“How do we optimise our marketing budget?” is a question we get asked on occasions.
And, honestly, in our approach to it we have found again and again that simple things done well beat mathematical sophistication every time. Not that we are anti-mathematical sophistication (we do that too), but we have learned the hard way that it must be kept resolutely in its place, or risk wreaking havoc.
It’s a simple enough question – but with just enough devils lurking in the detail to make fools of our best intentions. With that in mind we present, herewith, our collective hard-won experience from years of optimisation.
Yet another Millenial Chief Exec, making yet another high-powered decision
Define what you mean by ‘optimum’
An obvious one, this, and so often overlooked. What are you trying to do? Maximise sales? Maximising sales is all very well within a fixed total budget, but sales always increase with budget size; more spend will always generate more sales. So then, we need to think about whether those sales are worth having for the additional cost it takes to generate them, i.e. marginal revenue or profit.
Maximising ‘market share’ is something of a red herring. Unless your optimisation software predicts what competitors will do (something we have NEVER seen) you will always have to assume their sales to predict market share. Therefore, to all intents and purposes, maximising your own sales amounts to the same thing as maximising share.
What about non-financial goals, such as brand building, or the need to amortise the fixed costs of a production line? You tell the business that you can increase profitability by doing 10% fewer promotions. The production manager points out that the business has just spent £20m on new machinery it’s still paying for. What’s going to happen? (And, in fact, this really did happen.)
For that matter define what you mean by ‘budget’. For example, if you are optimising your media budget, are you including the cost of agency fees? What about the fixed costs of production? Or even the salary of your media manager?
Start with ROI
Budget optimisation is affected by considerations such as cut through and diminishing returns (basically the shape of the sales response curves), but the single most important factor is the measured ROI. Often this is a good ‘quick’ guide to where a full optimisation will allocate the money. It won’t tell you the exact amounts to spend and what to spend them on, but it will give you a sense of which budgets would increase and which would decrease, were you to run a formal optimisation.

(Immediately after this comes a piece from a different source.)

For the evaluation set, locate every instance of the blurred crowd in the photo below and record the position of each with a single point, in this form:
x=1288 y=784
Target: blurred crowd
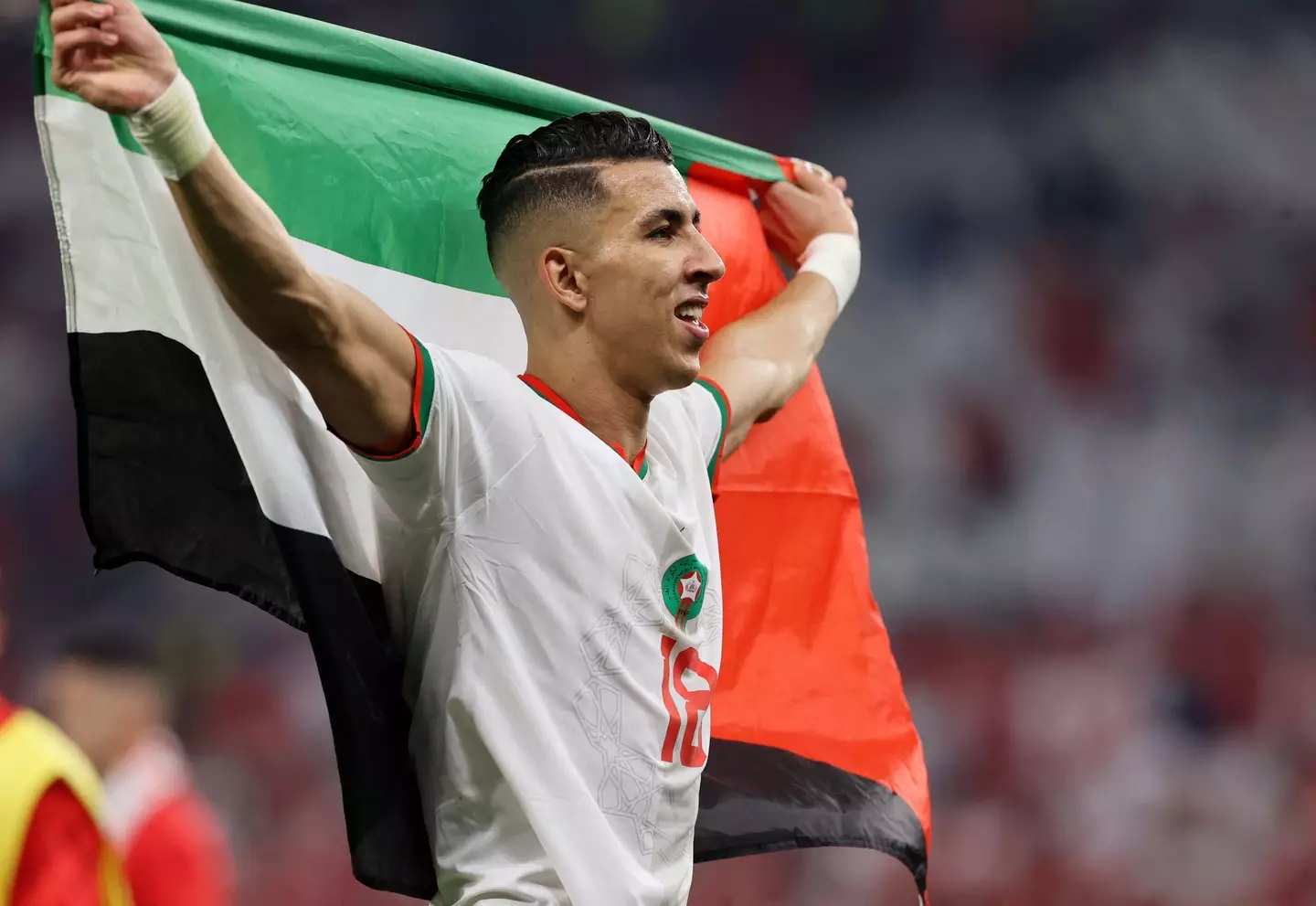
x=1077 y=388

On the other hand, trying to make do without proper ROI measurement is asking for trouble. We understand why ad hoc rules of thumb such as share of voice are used, but they can only ever be broad generalisations at best and at worst lead you to very inefficient deployment and sub optimal ROI. Get some measurements.
If you do decide that directional results based on ROIs are not sufficient and you want a full optimisation solution, then here are some tips for getting the most out of it.
Recognise the effort and commitment involved
Optimisation is a process that always raises as many questions as it answers. Handing it over to consultants with the injunction to ‘optimise this’ will result in you being left with a plan which you are told is ‘optimum’ but without knowing why it is, or whether it is feasible to implement in practice. There is no short cut to committing serious time and effort to defining the problem and its parameters.
Making breakfast – the chicken’s involved, but the pig is committed. I don’t think the cow helped much at all.